Um grande valor acrescentado é também a sua biodegradabilidade. Após a sua utilização, o peróxido de hidrogénio decompõe-se rapidamente em água e oxigénio, dois elementos inofensivos para o ambiente. Esta característica torna-o uma escolha ecológica em comparação com outros desinfetantes e agentes branqueadores que podem deixar resíduos tóxicos ou persistentes.
Quais são os principais usos?
Utilizado principalmente no setor médico, é também frequentemente aplicado em contextos cosméticos, domésticos e até industriais.
Em casa, é um ótimo aliado para branquear a roupa, desinfetar superfícies e como desodorizante de ambientes.
No setor cosmético, o peróxido de hidrogénio é usado para branquear os dentes, aclarar o cabelo e tratar o acne.
Por fim, a nível industrial, é usado na produção de papel e têxteis, no tratamento de águas e como componente em processos químicos.
Esta variedade de aplicações sublinha a sua importância e versatilidade, garantindo um uso generalizado e assegurando um custo acessível.
Uso em contexto de saúde:
No campo médico, a água oxigenada representa um desinfetante de potência moderada, eficaz contra bactérias, esporos bacterianos, vírus e leveduras. É principalmente utilizada para prevenir infeções provenientes de pequenos cortes, escoriações e queimaduras ligeiras na pele.
Para obter efeitos preventivos ótimos, é recomendável limpar cuidadosamente a área afetada e aplicar o produto várias vezes ao dia, cobrindo depois a ferida para reduzir o risco de contaminação microbiana adicional. No entanto, é importante evitar o contacto com os olhos e o uso em feridas extensas ou de forma prolongada sobre pele intacta.

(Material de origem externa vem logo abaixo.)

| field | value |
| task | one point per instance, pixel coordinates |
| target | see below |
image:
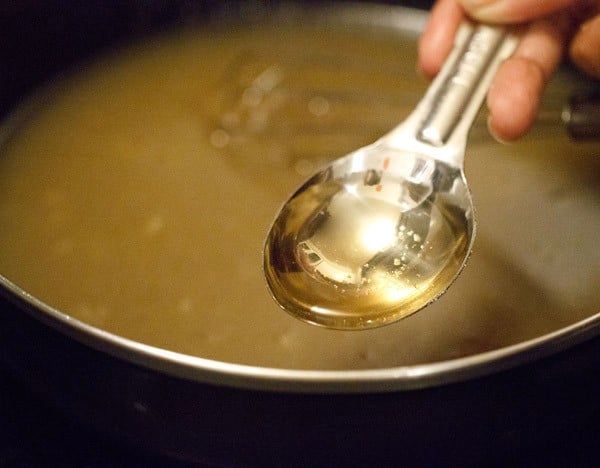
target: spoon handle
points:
(466, 72)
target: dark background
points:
(37, 39)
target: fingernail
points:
(486, 10)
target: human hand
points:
(548, 29)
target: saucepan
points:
(507, 360)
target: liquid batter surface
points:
(135, 195)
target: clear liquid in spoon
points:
(359, 246)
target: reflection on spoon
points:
(383, 231)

Um uso menos conhecido é a limpeza da boca e a redução de irritações orais. É frequentemente recomendado para pacientes com gengivite, herpes labial e pequenas feridas orais.
O método de utilização consiste em diluir o peróxido de hidrogénio em água, bochechar sem engolir e manter a solução na boca por pelo menos um minuto para maior eficácia.

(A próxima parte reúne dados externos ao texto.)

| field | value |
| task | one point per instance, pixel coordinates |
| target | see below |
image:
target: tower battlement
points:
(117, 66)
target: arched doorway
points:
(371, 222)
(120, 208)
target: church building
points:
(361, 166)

Por fim, a água oxigenada é por vezes utilizada na limpeza e desinfeção dos ouvidos.
Como gerir a sua concentração?
Consoante o uso pretendido, o peróxido de hidrogénio é utilizado em várias concentrações.

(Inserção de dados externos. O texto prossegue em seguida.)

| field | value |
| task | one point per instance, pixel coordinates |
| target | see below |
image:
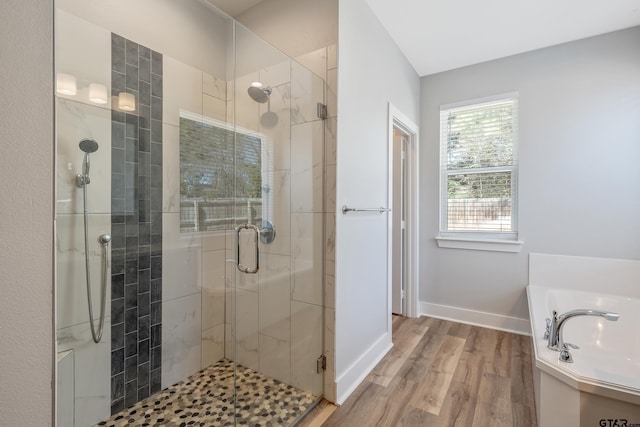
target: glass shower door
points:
(276, 306)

Veja-se abaixo algumas indicações sobre como utilizá-lo corretamente em diferentes contextos:
- Uso médico e desinfeção de feridas
Concentração: geralmente usa-se uma solução a 3% (10 volumes). - Higiene oral
Concentração: solução diluída a 3% (10 volumes) misturada em partes iguais com água. - Limpeza de instrumentos
Concentração: normalmente entre 6% (20 volumes) e 30% (100 volumes). - Limpeza dos ouvidos
Concentração: solução a 3% (10 volumes) é geralmente suficiente. - Uso doméstico
Concentração: solução a 3% (10 volumes) é comum para desinfetar superfícies e branquear roupa. - Uso industrial
Concentração: pode variar significativamente, frequentemente até 35% (130 volumes) ou mais.
Riscos e precauções:
A água oxigenada continua a ser um composto químico potente que, se não for utilizado corretamente, pode apresentar riscos. Eis algumas precauções importantes:
- Concentração e diluição: utilizar sempre a concentração adequada ao uso específico. Concentrações elevadas (acima de 6%) podem causar irritações cutâneas, queimaduras químicas e danos nos tecidos.
- Contacto com os olhos: evitar o contacto com os olhos.
- Ingestão: não ingerir água oxigenada. Mesmo em baixas concentrações, pode causar irritações gastrointestinais e náuseas.
- Manuseamento de soluções concentradas: usar luvas de proteção e óculos de segurança.
- Armazenamento: conservar a água oxigenada em recipiente opaco e bem fechado, longe de fontes de calor e luz direta, para evitar a sua decomposição.
- Reatividade: evitar o contacto com materiais facilmente oxidáveis, como certos metais e tecidos, para prevenir reações indesejadas.